Edward J. Kolla part de la question de la Corse et de son intégration à la fin de 1789 dans »l’Empire« français comme on l’écrit alors. En effet, contrairement à une légende répandue, la Corse n’a pas été »achetée« par la France à Gènes au XVIIIe siècle. La République a, dans un traité, délégué à la France l’exercice de sa souveraineté et non sa souveraineté elle-même. L’intégration de la Corse à la France à la suite des mouvements révolutionnaires dans l’île posait donc un problème fondamental quant au droit des traités: la »volonté« du peuple corse suffisait-elle à justifier cette intégration? Le même problème se pose avec encore plus d’acuité en Alsace où les princes possessionnés d’Empire protestent contre la suppression envisagée de leurs droits féodaux garantis par des traités. Edward J. Kolla remarque à très juste titre que face à ces problèmes initiaux, les députés n’ont pas répondu en rejetant simplement la validité des traités d’Ancien régime, comme pouvaient le proposer certains journalistes patriotes. Les réactions françaises ont été prudentes, notamment dans l’affaire des princes alsaciens et la prétendue proclamation du »droit des peuples à disposer d’eux-mêmes« par Merlin à la tribune de l’assemblée s’est en réalité accompagnée d’une claire volonté de négocier des indemnités et de ne pas rompre avec le droit existant. L’auteur poursuit en abordant l’affaire d’Avignon, étudiée du point de vue de l’histoire du droit par Jean-Jacques Clère notamment. L’approche d’Edward J. Kolla est un peu différente, en ceci qu’il intègre une étude des correspondances diplomatiques avec Rome. Kolla remarque très justement que l’affaire d’Avignon pose déjà en germe tous les problèmes diplomatiques et juridiques fondamentaux qui se poseront par la suite au sujet des annexions de la France révolutionnaire1. Je ne suis pas convaincu en revanche par l’idée que l’union avec Avignon a donné un prétexte (p. 118) pour justifier des »annexions nouvelles et potentiellement chauvines« comme l’écrit Kolla. Une telle vision me paraît un peu téléologique.

Par la suite, l’auteur insiste particulièrement sur la proclamation du »pouvoir révolutionnaire« le 15 décembre 1792 par Cambon et sur son application en Belgique. Rappelons que le terme »pouvoir révolutionnaire« est utilisé de manière complexe par les contemporains: il ne correspond pas toujours au contenu du décret du 15 décembre tel que Cambon l’a présenté à la Convention. Par ailleurs, il a été critiqué au sein de la Convention elle-même (par Couthon notamment). L’auteur montre que l’occupation de la Belgique et les »réunions« provisoires du début de 1793 ont été un moment majeur dans l’histoire de l’affirmation de la »souveraineté du peuple« pour justifier une politique de conquête.
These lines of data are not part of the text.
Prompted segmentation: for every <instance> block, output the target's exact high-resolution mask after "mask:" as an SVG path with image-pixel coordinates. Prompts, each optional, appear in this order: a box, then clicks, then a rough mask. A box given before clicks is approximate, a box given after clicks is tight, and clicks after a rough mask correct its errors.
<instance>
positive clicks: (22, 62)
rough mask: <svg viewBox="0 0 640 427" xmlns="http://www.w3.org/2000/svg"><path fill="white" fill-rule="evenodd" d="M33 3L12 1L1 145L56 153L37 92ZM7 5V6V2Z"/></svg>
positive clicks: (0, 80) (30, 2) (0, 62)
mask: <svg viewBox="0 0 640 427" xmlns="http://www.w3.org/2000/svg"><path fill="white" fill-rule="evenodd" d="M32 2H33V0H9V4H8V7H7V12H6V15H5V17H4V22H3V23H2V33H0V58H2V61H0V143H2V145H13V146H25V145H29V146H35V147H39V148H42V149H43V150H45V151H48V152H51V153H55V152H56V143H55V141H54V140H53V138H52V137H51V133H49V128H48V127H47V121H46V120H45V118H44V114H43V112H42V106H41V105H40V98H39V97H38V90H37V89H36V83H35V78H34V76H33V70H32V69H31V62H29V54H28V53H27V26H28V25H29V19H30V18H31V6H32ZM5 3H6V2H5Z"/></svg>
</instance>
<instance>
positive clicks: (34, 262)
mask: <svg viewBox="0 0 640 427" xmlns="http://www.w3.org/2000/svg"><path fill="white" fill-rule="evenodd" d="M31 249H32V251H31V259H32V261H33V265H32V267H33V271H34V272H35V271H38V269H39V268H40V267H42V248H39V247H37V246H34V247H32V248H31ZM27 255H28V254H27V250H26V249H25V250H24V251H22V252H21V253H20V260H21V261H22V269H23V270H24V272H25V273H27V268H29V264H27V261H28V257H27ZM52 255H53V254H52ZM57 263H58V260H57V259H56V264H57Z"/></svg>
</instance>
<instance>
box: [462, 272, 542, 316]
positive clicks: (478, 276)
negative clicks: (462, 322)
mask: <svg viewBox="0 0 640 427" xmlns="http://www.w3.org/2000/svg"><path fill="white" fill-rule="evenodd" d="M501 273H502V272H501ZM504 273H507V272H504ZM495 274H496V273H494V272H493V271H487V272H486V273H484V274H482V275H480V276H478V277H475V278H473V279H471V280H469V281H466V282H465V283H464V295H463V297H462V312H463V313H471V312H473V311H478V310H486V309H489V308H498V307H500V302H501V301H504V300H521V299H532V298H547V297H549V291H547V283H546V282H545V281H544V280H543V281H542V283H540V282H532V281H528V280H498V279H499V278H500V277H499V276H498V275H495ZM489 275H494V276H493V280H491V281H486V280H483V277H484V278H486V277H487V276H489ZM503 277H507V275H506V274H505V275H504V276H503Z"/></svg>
Le dernier chapitre est consacré à la période du Directoire et aux républiques sœurs. Cette période particulièrement féconde en réflexions sur la question de la souveraineté populaire et le droit international aurait pu constituer un gros ouvrage en lui-même et l’on est parfois un peu frustré par la rapidité avec laquelle l’auteur est, sans doute, obligé de survoler son sujet. Par ailleurs, on peut regretter que l’étude d’Edward J. Kolla ait laissé de côté des débats importants pour son sujet, comme celui sur le droit de paix et de guerre de mai 1790 et celui autour de la réunion de la Savoie en novembre 1792 mais peut-être cela aurait-il, une fois de plus, nécessité des développements fort longs.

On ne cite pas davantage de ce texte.